DEFENSE COUNSEL PURSUED A REASONABLE ALTERNATIVE STRATEGY IN MOVING TO SUPPRESS DEFENDANT’S STATEMENTS THAT DID NOT REQUIRE AN INVESTIGATION INTO DEFENDANT’S MENTAL HEALTH AND SUBSTANCE ABUSE; THEREFORE DEFENSE COUNSEL’S PURPORTED FAILURE TO INVESTIGATE DID NOT CONSTITUTE INEFFECTIVE ASSISTANCE (CT APP).
The Court of Appeals, in a full-fledged opinion by Judge Troutman, over an extensive dissenting opinion, determined defense counsel’s purported failure to investigate defendant’s mental health and substance abuse history in order to challenge the voluntariness of defendant’s statements to police did not constitute ineffective assistance of counsel. Counsel’s decision to employ an alternative strategy was reasonable:
Defendant’s assigned counsel later moved to suppress defendant’s statements. At a pretrial hearing, counsel argued that defendant provided those statements while operating under a reasonable belief that he would be given immunity in exchange for his information, and therefore the statements were involuntary. Counsel supported that argument with a variety of evidence, including, among other things, defendant’s refusal to offer any statements until he could speak with an assistant district attorney (ADA), an unrecorded conversation with an ADA, and a note in the police file in defendant’s handwriting stating that he would need immunity and payment in exchange for his information. Counsel also relied upon defendant’s Miranda waiver form, on which he crossed out “defendant” and wrote in “C.I.,” for confidential informant. Defendant also testified at the suppression hearing that he had been offered immunity by the ADA during the unrecorded conversation. * * *
In 2019, while his direct appeal was still pending, defendant moved to vacate the judgment pursuant to CPL 440.10. He argued that his trial counsel was ineffective for failing to investigate his history of mental health disorders and substance abuse. The court ordered a hearing, at which defendant’s trial counsel testified. Counsel asserted that although he was aware of defendant’s mental health and substance abuse history, defendant “had given [counsel] such a clear picture” of what happened that “was supported by documentary evidence” and that in counsel’s “50 years of practicing [he had] never had a case where [he had] seen, or known of a case where [he had] seen that a person” who shared defendant’s mental health diagnosis successfully suppress a statement on that ground.
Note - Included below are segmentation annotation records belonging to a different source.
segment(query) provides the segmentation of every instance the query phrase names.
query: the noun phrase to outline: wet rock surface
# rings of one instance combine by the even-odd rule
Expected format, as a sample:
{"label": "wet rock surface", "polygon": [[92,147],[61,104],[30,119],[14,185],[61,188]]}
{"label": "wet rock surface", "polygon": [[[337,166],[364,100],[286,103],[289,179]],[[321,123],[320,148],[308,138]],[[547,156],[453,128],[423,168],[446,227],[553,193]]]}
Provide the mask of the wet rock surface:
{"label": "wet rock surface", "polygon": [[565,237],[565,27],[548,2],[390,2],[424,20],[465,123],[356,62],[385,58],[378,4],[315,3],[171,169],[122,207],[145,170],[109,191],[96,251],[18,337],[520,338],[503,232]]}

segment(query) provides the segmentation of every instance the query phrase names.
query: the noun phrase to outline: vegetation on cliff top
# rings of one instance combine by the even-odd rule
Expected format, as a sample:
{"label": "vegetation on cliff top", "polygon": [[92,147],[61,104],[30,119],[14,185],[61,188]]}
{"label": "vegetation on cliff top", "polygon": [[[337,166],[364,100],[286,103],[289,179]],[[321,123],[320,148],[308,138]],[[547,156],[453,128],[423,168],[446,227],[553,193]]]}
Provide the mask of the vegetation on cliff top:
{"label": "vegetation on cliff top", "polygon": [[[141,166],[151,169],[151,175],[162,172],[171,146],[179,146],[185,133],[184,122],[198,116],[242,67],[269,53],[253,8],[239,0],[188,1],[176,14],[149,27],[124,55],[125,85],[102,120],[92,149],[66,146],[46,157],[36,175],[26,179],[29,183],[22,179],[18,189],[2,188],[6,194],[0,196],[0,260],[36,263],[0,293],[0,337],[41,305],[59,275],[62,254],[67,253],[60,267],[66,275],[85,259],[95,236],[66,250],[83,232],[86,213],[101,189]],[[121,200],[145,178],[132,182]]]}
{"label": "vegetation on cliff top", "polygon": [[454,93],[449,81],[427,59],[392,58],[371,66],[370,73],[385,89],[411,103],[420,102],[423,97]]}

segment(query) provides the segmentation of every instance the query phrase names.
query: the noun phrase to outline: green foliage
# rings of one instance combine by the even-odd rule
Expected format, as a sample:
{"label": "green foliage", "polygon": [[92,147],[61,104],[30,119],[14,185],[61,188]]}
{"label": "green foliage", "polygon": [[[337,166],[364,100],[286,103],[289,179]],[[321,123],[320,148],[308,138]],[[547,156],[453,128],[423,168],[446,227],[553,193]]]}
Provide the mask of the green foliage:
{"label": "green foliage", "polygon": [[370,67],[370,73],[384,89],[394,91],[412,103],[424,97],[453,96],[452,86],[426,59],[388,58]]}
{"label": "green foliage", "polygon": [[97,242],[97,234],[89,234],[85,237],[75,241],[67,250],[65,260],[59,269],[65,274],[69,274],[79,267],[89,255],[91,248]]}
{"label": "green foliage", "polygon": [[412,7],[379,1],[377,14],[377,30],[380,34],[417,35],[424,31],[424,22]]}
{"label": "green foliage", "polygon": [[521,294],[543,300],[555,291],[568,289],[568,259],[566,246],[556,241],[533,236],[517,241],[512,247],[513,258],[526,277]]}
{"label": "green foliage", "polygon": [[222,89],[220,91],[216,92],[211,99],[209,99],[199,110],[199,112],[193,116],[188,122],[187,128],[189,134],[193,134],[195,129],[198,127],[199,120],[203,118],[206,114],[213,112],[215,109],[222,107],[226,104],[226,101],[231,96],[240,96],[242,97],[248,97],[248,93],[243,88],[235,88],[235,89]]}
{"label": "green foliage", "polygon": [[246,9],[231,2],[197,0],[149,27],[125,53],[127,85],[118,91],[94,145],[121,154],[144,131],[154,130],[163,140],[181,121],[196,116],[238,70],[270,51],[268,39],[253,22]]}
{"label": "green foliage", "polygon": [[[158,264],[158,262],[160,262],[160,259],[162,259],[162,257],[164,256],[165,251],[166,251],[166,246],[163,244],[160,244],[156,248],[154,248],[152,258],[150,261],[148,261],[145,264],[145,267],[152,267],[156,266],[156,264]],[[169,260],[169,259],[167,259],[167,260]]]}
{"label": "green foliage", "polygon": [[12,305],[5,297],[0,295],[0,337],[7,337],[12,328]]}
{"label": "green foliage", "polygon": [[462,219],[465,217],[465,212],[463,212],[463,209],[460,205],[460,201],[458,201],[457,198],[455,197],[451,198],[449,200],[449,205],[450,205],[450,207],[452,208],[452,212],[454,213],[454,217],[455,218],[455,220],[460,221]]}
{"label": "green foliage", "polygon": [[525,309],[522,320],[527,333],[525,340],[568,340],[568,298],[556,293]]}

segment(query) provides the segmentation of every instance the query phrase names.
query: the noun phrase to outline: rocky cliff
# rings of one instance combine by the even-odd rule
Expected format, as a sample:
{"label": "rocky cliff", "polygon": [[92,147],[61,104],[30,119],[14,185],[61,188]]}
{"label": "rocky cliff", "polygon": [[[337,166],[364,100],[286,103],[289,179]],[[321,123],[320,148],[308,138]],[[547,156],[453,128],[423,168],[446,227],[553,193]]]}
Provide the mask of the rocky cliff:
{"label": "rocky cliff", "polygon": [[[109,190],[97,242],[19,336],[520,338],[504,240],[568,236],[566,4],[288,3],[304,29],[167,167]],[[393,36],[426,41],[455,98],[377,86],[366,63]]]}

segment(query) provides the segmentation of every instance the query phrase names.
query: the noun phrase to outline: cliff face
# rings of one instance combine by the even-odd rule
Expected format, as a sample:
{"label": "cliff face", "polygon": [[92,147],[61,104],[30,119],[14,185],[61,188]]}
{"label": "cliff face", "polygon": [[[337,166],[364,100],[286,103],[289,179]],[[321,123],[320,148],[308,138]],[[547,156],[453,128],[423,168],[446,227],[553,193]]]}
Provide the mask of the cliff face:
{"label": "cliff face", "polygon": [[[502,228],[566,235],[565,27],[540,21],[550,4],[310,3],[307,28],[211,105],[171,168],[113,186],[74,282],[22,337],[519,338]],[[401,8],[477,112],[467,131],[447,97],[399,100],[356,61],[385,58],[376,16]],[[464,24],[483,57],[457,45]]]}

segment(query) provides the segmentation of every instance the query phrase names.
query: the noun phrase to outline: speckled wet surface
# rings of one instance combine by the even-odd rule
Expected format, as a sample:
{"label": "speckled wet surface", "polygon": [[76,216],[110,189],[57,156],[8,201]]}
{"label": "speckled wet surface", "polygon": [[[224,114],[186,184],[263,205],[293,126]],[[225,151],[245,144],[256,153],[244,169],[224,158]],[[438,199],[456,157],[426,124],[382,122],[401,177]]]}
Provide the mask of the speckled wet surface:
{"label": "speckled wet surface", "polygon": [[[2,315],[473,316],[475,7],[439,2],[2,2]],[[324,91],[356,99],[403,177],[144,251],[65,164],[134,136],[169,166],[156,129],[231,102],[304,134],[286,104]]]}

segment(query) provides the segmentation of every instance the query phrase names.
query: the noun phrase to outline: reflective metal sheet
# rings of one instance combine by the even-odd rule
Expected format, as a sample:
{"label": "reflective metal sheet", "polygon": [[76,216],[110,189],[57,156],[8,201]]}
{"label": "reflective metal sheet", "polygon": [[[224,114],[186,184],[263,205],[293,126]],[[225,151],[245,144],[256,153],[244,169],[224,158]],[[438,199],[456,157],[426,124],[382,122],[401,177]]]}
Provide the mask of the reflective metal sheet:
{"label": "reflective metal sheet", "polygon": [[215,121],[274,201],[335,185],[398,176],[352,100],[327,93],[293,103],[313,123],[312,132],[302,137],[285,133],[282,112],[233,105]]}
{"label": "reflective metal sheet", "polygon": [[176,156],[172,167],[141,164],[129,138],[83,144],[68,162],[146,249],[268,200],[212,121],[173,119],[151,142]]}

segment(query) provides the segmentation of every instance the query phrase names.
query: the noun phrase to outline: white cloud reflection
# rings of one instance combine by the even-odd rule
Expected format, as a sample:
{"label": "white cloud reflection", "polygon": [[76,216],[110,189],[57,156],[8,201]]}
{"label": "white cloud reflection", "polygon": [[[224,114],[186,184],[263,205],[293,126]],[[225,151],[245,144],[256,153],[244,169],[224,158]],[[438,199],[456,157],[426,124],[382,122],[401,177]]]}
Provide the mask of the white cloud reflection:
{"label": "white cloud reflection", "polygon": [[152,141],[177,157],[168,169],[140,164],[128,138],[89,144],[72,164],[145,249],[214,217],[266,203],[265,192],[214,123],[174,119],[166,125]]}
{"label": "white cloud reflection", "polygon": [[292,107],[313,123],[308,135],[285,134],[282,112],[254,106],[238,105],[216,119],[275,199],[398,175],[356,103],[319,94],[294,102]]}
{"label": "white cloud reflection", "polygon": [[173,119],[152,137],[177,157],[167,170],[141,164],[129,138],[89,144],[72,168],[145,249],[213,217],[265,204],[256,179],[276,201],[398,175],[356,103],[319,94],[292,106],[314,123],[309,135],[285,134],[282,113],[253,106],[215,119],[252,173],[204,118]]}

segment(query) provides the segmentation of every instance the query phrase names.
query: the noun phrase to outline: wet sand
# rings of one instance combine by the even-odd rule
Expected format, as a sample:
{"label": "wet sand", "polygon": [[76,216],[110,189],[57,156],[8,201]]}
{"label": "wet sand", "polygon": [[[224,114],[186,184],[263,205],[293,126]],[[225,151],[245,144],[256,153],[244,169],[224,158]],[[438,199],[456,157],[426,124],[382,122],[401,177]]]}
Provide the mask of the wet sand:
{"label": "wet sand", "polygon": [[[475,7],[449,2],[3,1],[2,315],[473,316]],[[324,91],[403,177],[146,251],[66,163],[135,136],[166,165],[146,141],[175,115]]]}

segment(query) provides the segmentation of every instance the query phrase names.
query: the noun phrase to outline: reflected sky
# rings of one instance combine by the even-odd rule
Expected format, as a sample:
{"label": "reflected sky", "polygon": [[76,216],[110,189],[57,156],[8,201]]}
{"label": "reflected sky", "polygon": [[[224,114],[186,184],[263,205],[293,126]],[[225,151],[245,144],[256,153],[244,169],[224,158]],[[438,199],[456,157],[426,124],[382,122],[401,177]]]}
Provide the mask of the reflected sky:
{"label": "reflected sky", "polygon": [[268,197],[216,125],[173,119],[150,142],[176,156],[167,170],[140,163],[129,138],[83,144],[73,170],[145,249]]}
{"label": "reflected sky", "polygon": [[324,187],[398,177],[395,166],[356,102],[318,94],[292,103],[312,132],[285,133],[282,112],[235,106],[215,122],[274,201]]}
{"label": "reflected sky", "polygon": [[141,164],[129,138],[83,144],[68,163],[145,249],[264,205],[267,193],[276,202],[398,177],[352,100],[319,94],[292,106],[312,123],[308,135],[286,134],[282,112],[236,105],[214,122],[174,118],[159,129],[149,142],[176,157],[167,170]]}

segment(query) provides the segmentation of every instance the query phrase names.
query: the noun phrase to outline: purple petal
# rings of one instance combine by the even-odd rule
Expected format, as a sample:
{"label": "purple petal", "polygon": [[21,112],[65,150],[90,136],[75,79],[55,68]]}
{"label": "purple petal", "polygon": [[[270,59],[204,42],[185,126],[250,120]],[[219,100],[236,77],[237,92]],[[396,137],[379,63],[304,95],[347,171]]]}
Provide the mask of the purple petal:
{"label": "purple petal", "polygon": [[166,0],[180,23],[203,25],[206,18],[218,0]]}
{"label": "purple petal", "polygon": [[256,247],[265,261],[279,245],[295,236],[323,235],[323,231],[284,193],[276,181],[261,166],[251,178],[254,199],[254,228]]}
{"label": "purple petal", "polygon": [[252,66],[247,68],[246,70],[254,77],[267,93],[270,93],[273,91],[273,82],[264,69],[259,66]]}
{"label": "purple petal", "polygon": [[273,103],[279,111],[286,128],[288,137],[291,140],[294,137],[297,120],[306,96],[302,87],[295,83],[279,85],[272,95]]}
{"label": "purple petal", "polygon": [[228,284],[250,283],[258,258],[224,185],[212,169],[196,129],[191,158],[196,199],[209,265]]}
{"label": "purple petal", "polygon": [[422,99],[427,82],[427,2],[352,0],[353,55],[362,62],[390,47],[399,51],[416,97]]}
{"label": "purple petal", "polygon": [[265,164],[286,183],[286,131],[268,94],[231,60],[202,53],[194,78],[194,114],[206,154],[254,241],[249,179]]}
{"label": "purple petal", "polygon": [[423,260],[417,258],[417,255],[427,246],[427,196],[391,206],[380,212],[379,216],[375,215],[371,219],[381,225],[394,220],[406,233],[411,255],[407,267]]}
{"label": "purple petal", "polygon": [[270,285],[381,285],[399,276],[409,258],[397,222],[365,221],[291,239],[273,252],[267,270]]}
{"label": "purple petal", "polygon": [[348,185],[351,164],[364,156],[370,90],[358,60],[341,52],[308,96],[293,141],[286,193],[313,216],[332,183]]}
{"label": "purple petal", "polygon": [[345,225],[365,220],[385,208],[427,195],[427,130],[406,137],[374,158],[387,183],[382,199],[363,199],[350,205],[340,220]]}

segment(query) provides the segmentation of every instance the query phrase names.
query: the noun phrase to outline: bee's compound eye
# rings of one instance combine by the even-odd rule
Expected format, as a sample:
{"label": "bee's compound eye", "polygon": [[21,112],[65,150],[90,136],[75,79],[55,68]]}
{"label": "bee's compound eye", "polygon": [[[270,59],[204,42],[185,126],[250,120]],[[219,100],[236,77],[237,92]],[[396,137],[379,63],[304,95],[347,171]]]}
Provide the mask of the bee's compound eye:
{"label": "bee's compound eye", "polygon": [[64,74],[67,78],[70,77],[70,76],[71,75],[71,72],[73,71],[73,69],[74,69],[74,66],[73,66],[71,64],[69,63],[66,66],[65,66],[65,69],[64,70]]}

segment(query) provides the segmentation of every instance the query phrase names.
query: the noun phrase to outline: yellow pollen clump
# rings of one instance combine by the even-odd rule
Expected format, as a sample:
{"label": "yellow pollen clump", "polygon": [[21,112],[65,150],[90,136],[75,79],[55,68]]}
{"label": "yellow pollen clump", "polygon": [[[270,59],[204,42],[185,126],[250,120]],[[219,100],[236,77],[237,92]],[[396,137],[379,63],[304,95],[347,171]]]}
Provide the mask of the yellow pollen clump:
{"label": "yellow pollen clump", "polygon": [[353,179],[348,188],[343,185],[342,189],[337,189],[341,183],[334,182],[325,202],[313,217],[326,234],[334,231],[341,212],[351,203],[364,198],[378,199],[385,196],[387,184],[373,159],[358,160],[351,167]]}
People v Fernandez, 2026 NY Slip Op 03915, CtApp 6-23-26
Practice Point: Although defendant’s mental health and substance abuse history may have been used to argue his statements to police were not voluntary, defense counsel felt that argument would fail and pursued a reasonable alternative strategy which did not require a mental-health and substance-abuse investigation. Defense counsel was therefore not “ineffective.”